🤖 AI Summary
Video understanding is hindered by the limited context length of multimodal models, leading to missed critical transition frames and poor temporal coherence. To address this, we propose Native Sparse Attention (NSA), a hardware-aware hybrid attention architecture: the text pathway retains dense attention, while the video pathway employs learnable sparse attention to enable dynamic attention aggregation and optimal global–local attention allocation. Built upon Qwen2.5-VL, our model is end-to-end trained on 216K video instruction samples and supports reliable scaling up to 128K tokens. On benchmarks for long-video understanding, temporal reasoning, and spatial localization, NSA significantly outperforms token-compression methods and untrained sparse baselines.

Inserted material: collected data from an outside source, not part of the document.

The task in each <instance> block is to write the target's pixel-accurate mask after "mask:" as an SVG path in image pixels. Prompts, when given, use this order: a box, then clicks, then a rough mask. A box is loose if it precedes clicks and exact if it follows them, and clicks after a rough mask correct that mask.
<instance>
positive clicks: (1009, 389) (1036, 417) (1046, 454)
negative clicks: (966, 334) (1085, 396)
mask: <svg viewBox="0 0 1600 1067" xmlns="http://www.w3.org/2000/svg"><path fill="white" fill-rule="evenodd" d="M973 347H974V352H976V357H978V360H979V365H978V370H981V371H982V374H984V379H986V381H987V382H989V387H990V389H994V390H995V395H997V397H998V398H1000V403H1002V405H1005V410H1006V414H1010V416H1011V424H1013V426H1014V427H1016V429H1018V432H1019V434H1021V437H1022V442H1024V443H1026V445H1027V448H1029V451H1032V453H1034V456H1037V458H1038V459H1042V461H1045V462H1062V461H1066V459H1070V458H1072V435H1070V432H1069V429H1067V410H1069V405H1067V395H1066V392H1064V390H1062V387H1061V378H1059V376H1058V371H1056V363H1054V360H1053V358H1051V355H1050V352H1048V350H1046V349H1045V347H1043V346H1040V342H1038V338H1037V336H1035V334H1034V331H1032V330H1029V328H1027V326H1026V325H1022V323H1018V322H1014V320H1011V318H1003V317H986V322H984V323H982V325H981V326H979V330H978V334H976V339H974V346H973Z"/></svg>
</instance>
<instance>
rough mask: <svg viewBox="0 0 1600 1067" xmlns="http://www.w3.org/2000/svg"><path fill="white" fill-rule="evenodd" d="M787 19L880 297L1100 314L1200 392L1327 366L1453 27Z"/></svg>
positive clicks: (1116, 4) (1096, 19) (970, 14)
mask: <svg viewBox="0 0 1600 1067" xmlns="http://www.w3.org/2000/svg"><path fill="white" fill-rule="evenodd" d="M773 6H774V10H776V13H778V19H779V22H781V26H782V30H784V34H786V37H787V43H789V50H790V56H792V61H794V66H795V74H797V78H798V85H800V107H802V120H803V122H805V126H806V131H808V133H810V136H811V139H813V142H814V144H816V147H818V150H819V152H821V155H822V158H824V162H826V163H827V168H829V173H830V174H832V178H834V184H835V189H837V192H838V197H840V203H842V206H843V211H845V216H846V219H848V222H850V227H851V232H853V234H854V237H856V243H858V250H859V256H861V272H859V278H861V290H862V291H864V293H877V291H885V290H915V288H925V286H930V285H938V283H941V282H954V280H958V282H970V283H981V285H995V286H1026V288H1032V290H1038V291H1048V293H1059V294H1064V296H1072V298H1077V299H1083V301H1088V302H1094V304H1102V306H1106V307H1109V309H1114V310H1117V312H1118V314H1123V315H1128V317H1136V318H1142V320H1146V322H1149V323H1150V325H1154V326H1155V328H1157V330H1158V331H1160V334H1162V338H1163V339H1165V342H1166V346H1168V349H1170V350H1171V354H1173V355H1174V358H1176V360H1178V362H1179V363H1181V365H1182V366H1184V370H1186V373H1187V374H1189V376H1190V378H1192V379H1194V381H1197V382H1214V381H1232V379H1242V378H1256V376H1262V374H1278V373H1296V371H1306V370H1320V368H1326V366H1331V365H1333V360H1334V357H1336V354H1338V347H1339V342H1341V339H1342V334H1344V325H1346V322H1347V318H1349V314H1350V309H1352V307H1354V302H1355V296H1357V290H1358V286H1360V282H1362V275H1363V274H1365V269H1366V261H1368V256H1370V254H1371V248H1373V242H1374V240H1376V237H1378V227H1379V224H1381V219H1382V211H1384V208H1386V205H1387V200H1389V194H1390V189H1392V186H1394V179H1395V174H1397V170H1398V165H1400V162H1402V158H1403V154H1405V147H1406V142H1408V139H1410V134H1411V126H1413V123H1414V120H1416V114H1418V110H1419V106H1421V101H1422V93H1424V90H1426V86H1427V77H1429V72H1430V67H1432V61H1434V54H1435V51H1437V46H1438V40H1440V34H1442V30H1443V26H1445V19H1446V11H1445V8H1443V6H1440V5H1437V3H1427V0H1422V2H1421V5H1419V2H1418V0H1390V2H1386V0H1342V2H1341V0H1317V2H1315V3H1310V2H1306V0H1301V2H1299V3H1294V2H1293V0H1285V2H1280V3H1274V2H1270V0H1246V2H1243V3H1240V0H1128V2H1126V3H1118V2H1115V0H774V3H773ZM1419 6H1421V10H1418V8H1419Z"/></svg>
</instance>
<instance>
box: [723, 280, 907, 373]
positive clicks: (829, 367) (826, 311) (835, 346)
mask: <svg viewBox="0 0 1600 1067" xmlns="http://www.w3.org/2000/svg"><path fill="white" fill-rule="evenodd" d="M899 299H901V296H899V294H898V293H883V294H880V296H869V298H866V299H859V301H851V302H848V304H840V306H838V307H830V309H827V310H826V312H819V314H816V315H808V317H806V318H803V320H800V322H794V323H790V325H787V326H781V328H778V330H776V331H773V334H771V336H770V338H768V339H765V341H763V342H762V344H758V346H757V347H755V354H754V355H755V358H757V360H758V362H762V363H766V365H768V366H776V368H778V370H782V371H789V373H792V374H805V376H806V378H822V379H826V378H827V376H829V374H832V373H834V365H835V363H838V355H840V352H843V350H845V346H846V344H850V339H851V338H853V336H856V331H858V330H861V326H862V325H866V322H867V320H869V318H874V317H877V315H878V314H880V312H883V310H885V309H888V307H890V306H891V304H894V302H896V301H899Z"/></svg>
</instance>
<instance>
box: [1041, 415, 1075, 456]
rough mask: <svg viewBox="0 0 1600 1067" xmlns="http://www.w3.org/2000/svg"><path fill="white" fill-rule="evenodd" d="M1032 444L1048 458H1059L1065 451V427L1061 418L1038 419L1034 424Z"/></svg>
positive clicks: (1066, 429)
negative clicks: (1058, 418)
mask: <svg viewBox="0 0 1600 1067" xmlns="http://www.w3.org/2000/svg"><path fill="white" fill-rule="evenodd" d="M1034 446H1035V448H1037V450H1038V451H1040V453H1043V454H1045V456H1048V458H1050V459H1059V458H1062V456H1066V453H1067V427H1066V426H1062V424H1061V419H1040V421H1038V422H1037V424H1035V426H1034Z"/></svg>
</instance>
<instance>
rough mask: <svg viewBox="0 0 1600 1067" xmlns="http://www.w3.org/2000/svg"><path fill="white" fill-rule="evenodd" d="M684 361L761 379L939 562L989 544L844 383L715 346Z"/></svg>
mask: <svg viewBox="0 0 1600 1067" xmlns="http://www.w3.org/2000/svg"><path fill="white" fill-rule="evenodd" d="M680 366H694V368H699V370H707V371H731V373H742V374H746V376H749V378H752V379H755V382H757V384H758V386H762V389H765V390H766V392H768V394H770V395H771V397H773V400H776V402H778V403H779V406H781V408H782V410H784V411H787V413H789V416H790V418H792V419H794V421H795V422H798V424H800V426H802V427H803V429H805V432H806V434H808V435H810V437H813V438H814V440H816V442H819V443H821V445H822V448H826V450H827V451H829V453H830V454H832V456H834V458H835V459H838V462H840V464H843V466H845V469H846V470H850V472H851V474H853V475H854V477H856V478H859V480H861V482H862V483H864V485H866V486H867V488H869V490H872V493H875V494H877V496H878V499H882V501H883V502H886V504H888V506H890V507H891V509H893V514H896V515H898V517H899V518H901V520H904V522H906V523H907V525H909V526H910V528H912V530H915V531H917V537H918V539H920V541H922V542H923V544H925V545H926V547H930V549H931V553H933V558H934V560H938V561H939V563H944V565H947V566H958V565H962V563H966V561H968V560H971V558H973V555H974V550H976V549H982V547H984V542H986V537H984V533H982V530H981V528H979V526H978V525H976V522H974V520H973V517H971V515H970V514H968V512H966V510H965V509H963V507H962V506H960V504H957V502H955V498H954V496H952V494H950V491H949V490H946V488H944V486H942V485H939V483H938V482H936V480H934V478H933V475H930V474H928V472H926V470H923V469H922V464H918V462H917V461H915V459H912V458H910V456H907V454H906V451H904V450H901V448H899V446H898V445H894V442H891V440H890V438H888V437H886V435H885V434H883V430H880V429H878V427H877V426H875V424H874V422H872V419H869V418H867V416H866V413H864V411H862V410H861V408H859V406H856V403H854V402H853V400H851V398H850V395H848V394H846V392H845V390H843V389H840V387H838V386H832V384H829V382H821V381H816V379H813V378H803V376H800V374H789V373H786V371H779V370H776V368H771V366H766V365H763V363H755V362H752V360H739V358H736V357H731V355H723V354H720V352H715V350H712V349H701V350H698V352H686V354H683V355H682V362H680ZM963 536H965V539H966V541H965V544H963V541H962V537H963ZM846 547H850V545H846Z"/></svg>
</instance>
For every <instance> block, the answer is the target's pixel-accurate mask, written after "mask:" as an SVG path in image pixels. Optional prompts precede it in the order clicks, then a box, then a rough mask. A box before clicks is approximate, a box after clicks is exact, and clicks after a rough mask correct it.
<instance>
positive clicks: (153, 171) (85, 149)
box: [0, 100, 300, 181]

Results demonstrate that NSA effectively balances fine-grained temporal modeling capability with scalable context length—achieving both high fidelity in motion and event dynamics and robust performance at extreme sequence lengths.
📝 Abstract
Video understanding in multimodal language models remains limited by context length: models often miss key transition frames and struggle to maintain coherence across long time scales. To address this, we adapt Native Sparse Attention (NSA) to video-language models. Our method, VideoNSA, adapts Qwen2.5-VL through end-to-end training on a 216K video instruction dataset. We employ a hardware-aware hybrid approach to attention, preserving dense attention for text, while employing NSA for video. Compared to token-compression and training-free sparse baselines, VideoNSA achieves improved performance on long-video understanding, temporal reasoning, and spatial benchmarks. Further ablation analysis reveals four key findings: (1) reliable scaling to 128K tokens; (2) an optimal global-local attention allocation at a fixed budget; (3) task-dependent branch usage patterns; and (4) the learnable combined sparse attention help induce dynamic attention sinks.